Pupput

L’antique cité romaine de Pupput était située au lieu-dit Souk El Abiod, entre les oueds Temad au nord et Moussa au sud, le long du littoral, dans ce qui est aujourd'hui le quartier des hôtels d'Hammamet. Lors de la construction des hôtels furent mis à jour de nombreuses mosaïques funéraires. A la fin du XIXe siècle, les ruines d'un amphithéâtre et d'un théâtre ainsi que celles de deux aqueducs qui confluaient dans les citernes et une citadelle byzantine étaient encore visibles.

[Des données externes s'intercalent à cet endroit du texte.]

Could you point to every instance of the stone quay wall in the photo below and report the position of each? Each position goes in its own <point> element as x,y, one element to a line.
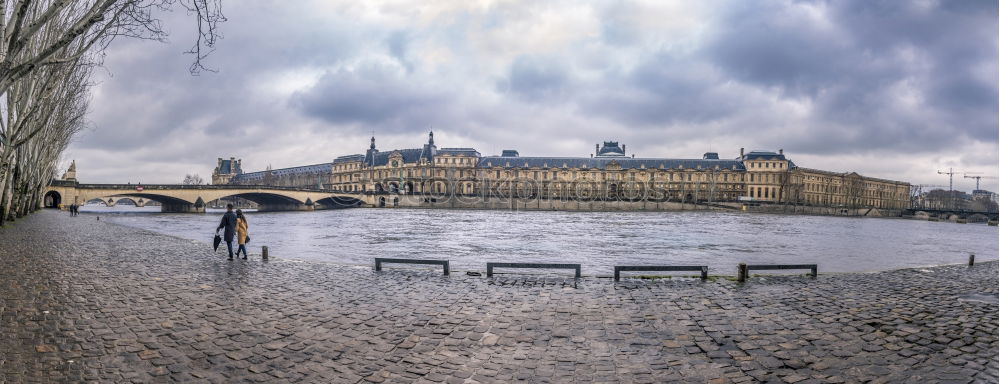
<point>85,300</point>
<point>536,204</point>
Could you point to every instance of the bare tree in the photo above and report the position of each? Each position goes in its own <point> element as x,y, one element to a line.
<point>48,49</point>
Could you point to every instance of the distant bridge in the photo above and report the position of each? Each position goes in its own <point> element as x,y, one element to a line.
<point>194,198</point>
<point>948,214</point>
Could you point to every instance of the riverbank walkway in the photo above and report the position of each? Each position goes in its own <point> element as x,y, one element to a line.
<point>84,300</point>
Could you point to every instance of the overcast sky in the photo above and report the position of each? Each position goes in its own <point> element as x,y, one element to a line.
<point>891,89</point>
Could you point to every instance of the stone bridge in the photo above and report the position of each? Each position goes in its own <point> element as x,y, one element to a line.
<point>194,198</point>
<point>951,214</point>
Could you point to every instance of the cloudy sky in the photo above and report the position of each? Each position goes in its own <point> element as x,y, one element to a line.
<point>892,89</point>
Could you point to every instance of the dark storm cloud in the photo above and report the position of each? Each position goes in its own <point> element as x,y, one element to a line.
<point>536,80</point>
<point>661,90</point>
<point>905,82</point>
<point>856,61</point>
<point>373,96</point>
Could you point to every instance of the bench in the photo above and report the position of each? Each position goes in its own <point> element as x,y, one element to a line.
<point>380,260</point>
<point>490,266</point>
<point>659,268</point>
<point>744,270</point>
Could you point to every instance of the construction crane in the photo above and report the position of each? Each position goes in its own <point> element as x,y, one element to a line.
<point>916,193</point>
<point>977,177</point>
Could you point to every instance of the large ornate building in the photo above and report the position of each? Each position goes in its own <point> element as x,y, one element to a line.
<point>608,174</point>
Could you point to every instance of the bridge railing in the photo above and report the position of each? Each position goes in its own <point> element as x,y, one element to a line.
<point>154,187</point>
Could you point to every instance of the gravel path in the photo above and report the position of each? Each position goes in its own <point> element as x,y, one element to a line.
<point>82,300</point>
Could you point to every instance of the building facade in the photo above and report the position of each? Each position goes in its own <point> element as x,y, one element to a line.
<point>607,174</point>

Au début de l'empire et jusqu'au IIe siècle ap. J.-C., Pupput était un village (vicus) dépendant de la cité de Carthage. Au début du IVe siècle, une inscription latine datée entre 314 et 323 la définit  Aurelia Commoda Pia Felix Augusta Pupput. Cette titulature ramène à l'empereur Commode qui éleva la ville au rang de colonie romaine entre 185 et 192 ap. J.-C., période à laquelle il régna sur Rome et son empire. En 411, au concile de Carthage, Pupput était représentée par deux évêques : Pannonicus le catholique et Victorianus le  donatiste. On connait aussi d'autres évêques de Pupput à la fin du Ve siècle, au VIe siècle et encore à la moitié du VIIe siècle.  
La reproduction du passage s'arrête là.